I swear, now that the chicks I mean chickens, have left the brooder in the house, they are changing at a crazy fast rate.  Who knew chickens grew so fast?! (Okay, well, I guess I did, but still…)

We’ve officially started to let them free range fairly often.  I mean, we kind of had to. Once they had a taste for it, they quickly learned how to fly over the fence for their run and wander the yard on their own anyway.  I swear, it’s like keeping a toddler in their new bed.  It just won’t happen.

Free Range Chicks

Free Range Chicks

Well, hey.  The only reason we really kept them in the run is to keep them away from Scout, our overly playful pup that seems to think they are toys.  But you know what? It turns out these chicks can really handle their own.  Scout is now afraid of getting pecked on the nose again, and all it takes is a cock-eyed look from one of the chicks to send her running in the other direction.  Mission: Accomplished!

They’ve also really gotten to know us! It’s so funny.  Every time they see one of us, the whole flock comes running (and if you’ve ever seen a chicken run, you know what I mean by funny).  In fact, it was incredibly hard to get this picture of them free ranging, because they kept running at me while I was trying to get in the best angle to get a picture!

In addition to running at us every time they see us, they really actually like to be held (well, most of them do, we’ve got 2 shy ones).  And Pistache loves holding them, too.  So it’s a win-win for everyone.

Friendly chicks.

Friendly chicks.

Cage Free Dad enjoys holding them, too.  For some reason, they really like to roost on his arm and listen to him talk.  Or…maybe they just think he’s crazy for talking to a chicken?
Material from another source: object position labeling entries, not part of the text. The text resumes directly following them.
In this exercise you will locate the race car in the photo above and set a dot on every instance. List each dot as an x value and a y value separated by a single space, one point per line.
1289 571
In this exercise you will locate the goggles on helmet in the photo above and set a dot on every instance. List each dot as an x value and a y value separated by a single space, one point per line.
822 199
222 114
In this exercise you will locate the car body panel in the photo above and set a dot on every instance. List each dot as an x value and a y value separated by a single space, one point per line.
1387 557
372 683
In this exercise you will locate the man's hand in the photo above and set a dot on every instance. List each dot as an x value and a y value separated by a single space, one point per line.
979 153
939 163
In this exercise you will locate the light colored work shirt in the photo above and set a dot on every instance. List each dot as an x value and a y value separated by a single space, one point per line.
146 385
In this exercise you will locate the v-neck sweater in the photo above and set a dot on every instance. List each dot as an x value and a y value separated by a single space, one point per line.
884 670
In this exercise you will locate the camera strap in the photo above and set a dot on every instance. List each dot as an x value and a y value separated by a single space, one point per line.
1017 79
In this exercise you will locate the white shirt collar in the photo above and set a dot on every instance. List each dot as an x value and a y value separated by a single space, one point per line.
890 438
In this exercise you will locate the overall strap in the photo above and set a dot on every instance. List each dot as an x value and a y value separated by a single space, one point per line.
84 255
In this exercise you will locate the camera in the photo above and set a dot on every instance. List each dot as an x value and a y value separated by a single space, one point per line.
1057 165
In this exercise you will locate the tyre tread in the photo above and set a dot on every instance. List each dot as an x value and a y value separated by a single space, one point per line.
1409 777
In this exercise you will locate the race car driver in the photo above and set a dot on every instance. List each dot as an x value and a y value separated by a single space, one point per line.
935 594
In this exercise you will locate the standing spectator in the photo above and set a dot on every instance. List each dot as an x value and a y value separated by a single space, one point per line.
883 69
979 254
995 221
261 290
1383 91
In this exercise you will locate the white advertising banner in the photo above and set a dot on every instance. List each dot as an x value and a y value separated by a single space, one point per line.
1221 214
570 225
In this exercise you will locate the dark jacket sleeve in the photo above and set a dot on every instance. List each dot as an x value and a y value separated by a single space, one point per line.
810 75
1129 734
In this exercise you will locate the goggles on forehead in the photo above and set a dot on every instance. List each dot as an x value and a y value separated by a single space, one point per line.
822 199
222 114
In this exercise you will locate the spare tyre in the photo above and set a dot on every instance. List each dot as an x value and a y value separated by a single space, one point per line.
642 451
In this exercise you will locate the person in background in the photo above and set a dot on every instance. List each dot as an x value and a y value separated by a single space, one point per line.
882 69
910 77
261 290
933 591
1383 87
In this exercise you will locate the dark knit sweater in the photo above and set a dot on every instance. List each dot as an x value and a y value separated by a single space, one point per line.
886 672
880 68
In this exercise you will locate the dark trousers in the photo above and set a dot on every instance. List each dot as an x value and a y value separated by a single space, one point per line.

I sure do!

 

Chicken Talk

Chicken Talk

They also really love roosting on his shoulder, although I don’t think he’s quite as comfortable with that!

Did it poop on me?

Did it poop on me?

The answer, of course, is no it didn’t poop on him.  I wouldn’t have been mean enough to snap a picture of that. But it was funny to see him get so nervous about it!

As far as growth updates, I’d say they are hitting puberty.  They go back and forth between peeping like chicks and clucking like chickens, which really reminds me of boys during that phase of life!

They’ve also finally started eating some table scraps.  These crazy birds really love cabbage! So funny.  I’ve tried a variety of things, and the only decent response has been to strawberry scraps and cabbage scraps.  They turn their noses up at everything else! Who knew chickens were picky?

All in all, our chickens are growing at an impressive rate.  I’m anxiously awaiting our first eggs, but I know it will be awhile before that starts up.  I’m hoping for August, though!